«C'est en traitant de l'éducation qu'on aura à déterminer le rôle de la femme dans la société. La femme, jusqu'à ce qu'elle soit épouse, est apprentie, tout au plus sous-maîtresse, à l'atelier comme dans la famille, elle reste mineure et ne fait point partie de la cité. La femme n'est pas, comme on le dit vulgairement, la moitié ni l'égale de l'homme, mais le complément vivant et sympathique qui achève de faire de lui une personne.»
Dans les Contradictions économiques, édition de 1846, p. 254, on lit:
«Pour moi, plus j'y pense et moins je puis me rendre compte, hors de la famille et du ménage, de la destinée de la femme: courtisane ou ménagère (ménagère, dis-je, et non pas servante), je n'y vois pas de milieu.»
J'avais toujours ri de ces paradoxes; ils n'avaient à mes yeux pas plus de valeur doctrinale que les mille autres boutades si familières au célèbre critique. Il y a quelques semaines, un petit journal prétendit que M. Proudhon avait, dans des entretiens particuliers, formulé tout un système basé sur l'omnipotence masculine, et il publiait ce système dans ses colonnes. De deux choses l'une, me dis-je: ou le journaliste ment, ou bien il dit vrai; s'il ment, son but évident est de ruiner M. Proudhon dans l'esprit des progressistes et de lui faire perdre sa légitime part d'influence, il faut qu'il en soit averti; s'il dit vrai pour le passé, il faut encore que M. Proudhon soit averti du fait, parce qu'il est impossible, étant père de plusieurs filles, que le sentiment paternel ne l'ai pas mis dans le chemin de la raison.
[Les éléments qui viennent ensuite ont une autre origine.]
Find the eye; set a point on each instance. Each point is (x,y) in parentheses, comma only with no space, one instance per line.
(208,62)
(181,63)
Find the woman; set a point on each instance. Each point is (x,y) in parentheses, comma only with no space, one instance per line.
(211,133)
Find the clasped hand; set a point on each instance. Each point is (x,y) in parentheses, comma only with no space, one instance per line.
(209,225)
Il faut que je le sache; et j'écrivis à M. Proudhon, qui, dès le lendemain, me fit la réponse que je vais transcrire textuellement:
«Madame,
«Je ne connais pas l'article publié par M. Charles Robin dans le Télégraphe d'hier, 7. Afin de m'édifier sur cette paraphrase, comme vous qualifiez l'article de M. Robin, j'ai cherché dans mon premier mémoire sur la propriété, page 265, édition Garnier frères (je n'en ai pas d'autres), et je n'y ai pas trouvé de note. J'ai cherché dans mes autres brochures à la page 265, et n'ai vu de note nulle part. Il m'est donc impossible de répondre à votre première question.
«Je ne sais trop ce que vous appelez mes opinions sur la femme, le mariage et la famille; car sur ce chapitre, pas plus que sur celui de la propriété, je ne crois avoir donné le droit à personne de parler de mes opinions.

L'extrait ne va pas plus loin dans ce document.